My husband's an okay guy. Actually, he's very nice. He's just doing the best he can. Infertility is his cross to bear too, at least while he's married to me. I know I try to push him away. I cast shadows on things he does, I doubt his sincerity, I make it look like he's to blame. But he's not. He's really more sensitive than most. It's me who's the problem. I've told him this. I've even said that maybe he should go find some fertile, younger, happier woman with the ability to balance a checkbook and bear babies. But he sticks around. For now.
I see clouds pass over his face when we're around children. He's really good with children, and they love him right back. He's charming, and entertaining, and knows how to communicate with kids. Together, they romp and yell and throw things, and I see his cares fall away from him as he enters their moments...time-stand-still moments when anything is possible.
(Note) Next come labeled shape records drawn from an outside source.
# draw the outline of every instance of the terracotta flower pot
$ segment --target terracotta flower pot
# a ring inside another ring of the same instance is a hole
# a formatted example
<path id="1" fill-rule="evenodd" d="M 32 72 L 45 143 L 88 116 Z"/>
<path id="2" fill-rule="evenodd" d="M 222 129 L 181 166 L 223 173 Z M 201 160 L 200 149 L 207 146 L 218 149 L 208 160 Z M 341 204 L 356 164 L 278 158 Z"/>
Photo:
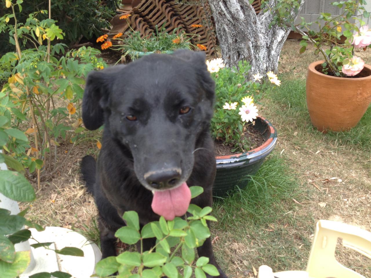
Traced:
<path id="1" fill-rule="evenodd" d="M 318 71 L 324 62 L 308 67 L 306 103 L 311 120 L 321 132 L 348 130 L 357 125 L 371 102 L 371 66 L 365 64 L 355 77 L 336 77 Z"/>
<path id="2" fill-rule="evenodd" d="M 256 173 L 265 158 L 276 146 L 277 132 L 267 120 L 258 117 L 254 127 L 265 139 L 262 145 L 246 152 L 215 158 L 216 175 L 213 188 L 214 196 L 226 196 L 228 191 L 236 186 L 241 189 L 246 187 L 249 176 Z"/>

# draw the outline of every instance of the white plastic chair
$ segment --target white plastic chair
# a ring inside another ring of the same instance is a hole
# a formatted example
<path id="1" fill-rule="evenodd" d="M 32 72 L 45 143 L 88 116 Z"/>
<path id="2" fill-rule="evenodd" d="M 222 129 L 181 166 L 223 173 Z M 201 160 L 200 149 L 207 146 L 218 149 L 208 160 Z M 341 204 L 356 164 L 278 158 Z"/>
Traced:
<path id="1" fill-rule="evenodd" d="M 342 239 L 343 246 L 371 259 L 371 233 L 340 222 L 319 220 L 317 223 L 306 271 L 273 273 L 269 267 L 262 265 L 259 268 L 258 277 L 365 278 L 343 265 L 335 258 L 335 249 L 339 238 Z"/>

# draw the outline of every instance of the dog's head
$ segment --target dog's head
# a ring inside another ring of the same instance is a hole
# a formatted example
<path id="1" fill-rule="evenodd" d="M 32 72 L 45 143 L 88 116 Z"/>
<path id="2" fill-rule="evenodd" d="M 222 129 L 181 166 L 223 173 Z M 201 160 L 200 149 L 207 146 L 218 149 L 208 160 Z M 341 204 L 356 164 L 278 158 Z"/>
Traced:
<path id="1" fill-rule="evenodd" d="M 105 132 L 130 151 L 135 174 L 148 189 L 176 187 L 191 174 L 196 142 L 208 132 L 213 112 L 214 83 L 205 62 L 203 53 L 180 50 L 88 77 L 85 126 L 104 124 Z"/>

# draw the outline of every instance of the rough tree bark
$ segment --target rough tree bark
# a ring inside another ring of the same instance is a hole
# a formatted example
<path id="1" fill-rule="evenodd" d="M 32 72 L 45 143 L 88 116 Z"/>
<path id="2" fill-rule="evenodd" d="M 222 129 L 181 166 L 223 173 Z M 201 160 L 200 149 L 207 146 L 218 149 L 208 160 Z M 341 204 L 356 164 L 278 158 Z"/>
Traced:
<path id="1" fill-rule="evenodd" d="M 269 6 L 273 6 L 275 1 L 269 0 Z M 209 0 L 209 2 L 226 65 L 237 66 L 241 60 L 249 62 L 252 68 L 247 77 L 250 79 L 258 72 L 276 72 L 280 53 L 290 29 L 276 25 L 269 29 L 273 16 L 262 11 L 257 15 L 249 0 Z"/>

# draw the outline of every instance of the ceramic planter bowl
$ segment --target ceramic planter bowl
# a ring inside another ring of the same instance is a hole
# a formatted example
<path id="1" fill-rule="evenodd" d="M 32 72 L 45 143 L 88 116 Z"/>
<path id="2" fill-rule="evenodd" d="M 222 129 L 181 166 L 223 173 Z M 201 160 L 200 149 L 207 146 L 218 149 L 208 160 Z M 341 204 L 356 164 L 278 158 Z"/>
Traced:
<path id="1" fill-rule="evenodd" d="M 265 158 L 276 146 L 277 132 L 268 120 L 258 117 L 254 128 L 262 135 L 265 140 L 264 144 L 246 152 L 216 158 L 216 175 L 213 189 L 214 196 L 225 196 L 228 191 L 236 186 L 240 189 L 245 187 L 249 176 L 256 173 Z"/>
<path id="2" fill-rule="evenodd" d="M 318 70 L 324 61 L 308 67 L 306 103 L 311 120 L 321 132 L 347 130 L 356 126 L 371 102 L 371 67 L 357 76 L 331 76 Z"/>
Then the clouds pass over when he realizes that it was just pretend, that he's not a dad. Or maybe he was, for one soft moment, but the moment is no more.
My husband is not perfect. He's cheated on me, at least virtually...I found pictures downloaded and uploaded, text of furtive sex acts, strange numbers on the cell phone bill. I don't think he's ever actually been with another woman. But he's not with me all that often. Not because I'm cold, or frigid...I still want. But maybe, in his inner self, he realizes that sex with me is just sex for pleasure...nothing more. Perhaps there is truth to the idea that there exists a primordial part of every man that wants to fuck simply for procreation. I keep waiting for the day when I get a phone call from some strange woman, telling me that my husband has gotten her pregnant, and that I ought to give him up because she can give him something I can't.
I don't know how long our marriage will last, because I don't know if I'm willing to keep him childless. I love him enough to want more for him than I can give. And our marriage is in a state of stasis. More to the point, it's in a state of waiting. For Godot.